I had long been under the impression that it was an expensive restaurant but this isn’t the case. Italian is a speciality and I ordered a salad followed by a chicken parm sandwich. Rigatoni, fettuccine, lasagna and linguini are on the menu in the $10-17 range. Steak and seafood dinners will run you $20-25. For lunch a variety of salads and burgers are available, $10-12. The beer list is generous.
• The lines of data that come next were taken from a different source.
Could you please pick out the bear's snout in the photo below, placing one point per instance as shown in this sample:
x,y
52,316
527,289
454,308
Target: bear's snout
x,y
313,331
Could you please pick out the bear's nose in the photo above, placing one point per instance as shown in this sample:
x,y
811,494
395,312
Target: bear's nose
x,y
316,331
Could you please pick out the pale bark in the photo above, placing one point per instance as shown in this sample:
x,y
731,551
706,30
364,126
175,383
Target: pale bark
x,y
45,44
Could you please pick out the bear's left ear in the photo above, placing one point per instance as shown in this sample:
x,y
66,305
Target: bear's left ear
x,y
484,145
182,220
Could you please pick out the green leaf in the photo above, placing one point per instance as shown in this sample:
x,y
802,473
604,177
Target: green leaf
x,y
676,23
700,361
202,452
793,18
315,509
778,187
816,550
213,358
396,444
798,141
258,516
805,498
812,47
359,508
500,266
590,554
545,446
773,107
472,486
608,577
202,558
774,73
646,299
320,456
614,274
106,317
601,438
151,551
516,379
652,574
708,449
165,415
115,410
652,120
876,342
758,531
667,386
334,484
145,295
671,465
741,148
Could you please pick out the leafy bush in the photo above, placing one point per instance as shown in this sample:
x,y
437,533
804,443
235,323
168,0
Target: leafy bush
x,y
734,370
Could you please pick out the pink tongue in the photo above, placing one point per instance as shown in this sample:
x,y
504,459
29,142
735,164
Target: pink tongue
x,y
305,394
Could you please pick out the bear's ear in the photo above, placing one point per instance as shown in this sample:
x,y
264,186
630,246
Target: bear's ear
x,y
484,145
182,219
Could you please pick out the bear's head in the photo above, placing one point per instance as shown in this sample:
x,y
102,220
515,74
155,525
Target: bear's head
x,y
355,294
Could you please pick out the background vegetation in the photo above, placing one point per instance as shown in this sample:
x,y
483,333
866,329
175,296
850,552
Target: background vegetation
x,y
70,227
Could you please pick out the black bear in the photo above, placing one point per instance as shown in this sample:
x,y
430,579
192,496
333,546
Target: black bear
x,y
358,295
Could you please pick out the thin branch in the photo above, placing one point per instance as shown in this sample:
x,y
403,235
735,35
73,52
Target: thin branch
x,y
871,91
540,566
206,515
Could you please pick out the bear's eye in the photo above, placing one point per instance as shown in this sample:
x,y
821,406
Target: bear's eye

I liked Brooks and will return.
Check out the ForgottenBook, take a look at the gift shop, and as always, “comment…as you see fit.”
4/11/19
5 comments
Snyder’s trial was in April of 1927, the execution occurred January 22nd, 1928.
Their online menu spells sandwiches “Sandwitches.”
I’d probably go for the Italian burger, with broccoli rabe, roasted peppers and mozzarella.
Thank the 19th century god that these cozy heavens still exist in a city where human scale is slowing being exterminated.
Gounaris did not name Brooks 1890 after himself. It was named by the previous owner, Robert Brooks.
The same people that run and own Casanova’s in Greenpoint run this.